Correction to: Nature Human Behaviour https://doi.org/10.1038/s41562-021-01244-z, published online 27 January 2022.
In the original version, there was a bug in the code of the model experiment measuring localization accuracy as a function of azimuth. There were two errors in the implementation of this experiment, which partially offset each other. First, the stimuli were supposed to be rendered in the horizontal plane (0 degrees elevation) but were accidentally rendered instead at a wide range of elevations. Second, the stimuli for the model omitted the noise that was added to the stimuli in the original human experiment. Correction of the bug leaves the conclusions unaffected. Nonetheless, some text passages and Figures 3c, 7b and 7c as well as Extended Data Figures 3, 7, 8 and 9b required updating.
The graphs for the affected experiment, shown in Figure 3c and Extended Data Figure 9b, were updated. In Figure 3c, the graph showing localization accuracy of our model for broadband noise at different azimuthal positions was replaced. The graph plots mean absolute localization error (Mean abs. error) of the same noise bursts used in the human experiment. As the new experiment tested fewer positions (to match the original human experiment), the number of positions plotted in the graph changed. Similarly, all four panels of Extended Data Figure 9b were updated to show the correct model accuracy for broadband noise bursts at different azimuthal positions.
Several graphs that combine data across experiments were also affected and needed updating. The graphs in Figure 7b and c, showing overall human-model dissimilarity and the experiment-specific effect of training conditions, were updated. Figure 7b shows the overall human–model dissimilarity for natural and unnatural training conditions. The results did not change qualitatively but the dissimilarity for the naturalistic condition was adjusted to be 0.201 instead of 0.183. The dissimilarities in the other conditions were also adjusted (anechoic condition: to 0.252 instead of 0.245; noiseless condition: to 0.263 instead of 0.226; unnatural sounds condition: to 0.302 instead of 0.293). Figure 7c visualizes the effect of unnatural training conditions on human–model dissimilarity for individual experiments, expressed as the effect size of the difference in dissimilarity between the natural and each unnatural training condition (Cohen’s d, computed between human–model dissimilarity for networks in normal and modified training conditions). Positive numbers denote a worse resemblance to human data compared to the model trained in normal conditions. The effect sizes for the azimuth experiment were modest in the original version of the graph and remain so in the updated version. These values have been updated for each of the unnatural training conditions (anechoic condition: to –0.05 instead of 0.46; noiseless condition: to 1.17 instead of –0.96; unnatural sounds condition: to 0.05 instead of 0.16). The bars of the bar graph have been modified to reflect this change.
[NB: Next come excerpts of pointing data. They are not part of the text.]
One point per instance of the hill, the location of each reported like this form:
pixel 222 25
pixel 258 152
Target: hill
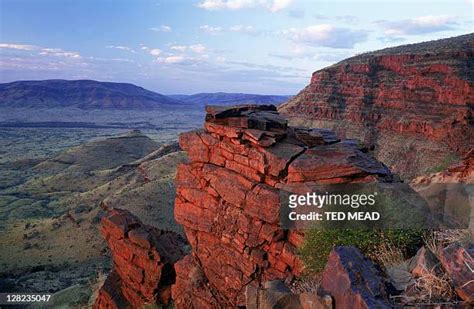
pixel 222 98
pixel 84 94
pixel 412 101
Similarly, the graph of overall human-model dissimilarity for individual network architectures in Extended Data Figure 7 and the bar graph in Extended Data Figure 8 were revised.
As a result of the correction of the bug and the resulting changes, various textual revisions were implemented.
In the Results section, in the third paragraph of the subsection “Effect of optimization for unnatural environments,” the effect size of the difference in dissimilarity between the naturalistic training condition results and each of the other training conditions was corrected to be d = 2.13 instead of d = 3.06 for the anechoic condition, d = 2.75 instead of d = 3.05 for the noiseless condition and d = 3.06 instead of d = 3.01 for the unnatural sounds condition.
The majority of the textual changes occurred in the Methods section, primarily in the subsection “Azimuthal localization of broadband sounds: stimuli.” In the first paragraph, details of the human experiment were added. In the original article, it was neglected to mention that background noise was added to the stimuli to bring performance below ceiling. As these details are critical to measuring the effect of interest, they were added in the updated version of the article. The added passages are as follows: “The reference speaker position ranged from –97.5° to +97.5° azimuth in 15° intervals. […] 18 speakers arranged at 15° intervals from –127.5° to +127.5° azimuth simultaneously played white noise during all trials, producing spatially diffuse background noise that served to bring performance below ceiling. The SNR of the stimulus was set individually for each participant. To determine the SNR, stimuli were played from the speakers at +90° or –90° azimuth and participants judged if each stimulus was to their right or left. This procedure was repeated at different SNRs and the SNR where the participant performed at 95% accuracy was chosen for the main experiment,” and “The stimuli were presented in spatially diffuse background noise, generated by presenting white noise from 19 positions at 15° intervals from –135° to +135°. The SNR was set for each network individually by measuring its left/right accuracy on stimuli rendered at +90 or –90 degrees at a range of SNRs spaced in 1 dB increments, and then selecting the highest SNR at which the network performed below 95% accuracy. The SNRs selected in this way ranged from –8 dB to –14 dB depending on the network.”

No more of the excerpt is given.